On the 5-minute chart, the 95/95.5 are is providing upside resistance. This was the lower boundary of previous support. The 93 area is providing short-term support. However, the primary trend from last week is one of sideways consolidation.

The oil market is caught between two different issues. In the short-term, there is concern about the pace of expansion. Lower growth = lower oil demand = lower prices. However, as I pointed out above, there has been a strong, fundamental, long-term shift in the world's oil demand as countries like India and China have grown with their demand has supplementing US/EU demand, providing a long-term floor under prices. But currently, these countries are also tying to slow growth due to increased inflationary pressures within their respective countries. In other words, there is currently a great deal of negative sentiment weighing down oil prices.

1 comment:

esong_98 said...

The IEA announced that it was going to release 60 million barrels of oil next month. Hopefully, this will cause speculators to sell on the oil markets. I believe speculators will start bringing oil prices down if somehow the international community can remove Ghadafi from power. From the perspective of oil prices, Obama's Lybia policy has been a mistake.

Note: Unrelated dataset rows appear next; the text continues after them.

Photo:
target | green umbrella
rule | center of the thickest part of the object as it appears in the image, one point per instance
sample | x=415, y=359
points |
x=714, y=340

Another factor causing pressure on oil prices to fall is the high probability of a double dip recession. Once again, the job claims data was poor. I expect the next jobs report in July to be very weak. I can see the unemployment rate moving up to 9.2 or 9.3 percent. The odds that the Republicans will retake the White House in 2012 in my estimation is now better than 50-50. However, Obama still has the best chance to be president in February, 2013 than any single other candidate.

The economy may be in a depression. A depression need not be a single severe recession. In fact, most depressions are a tale of multiple recessions. For example, the Great Depression was a tale of two recessions, 1929 and 1937. At the very least, the US economy has been in a period like Japan's lost decade.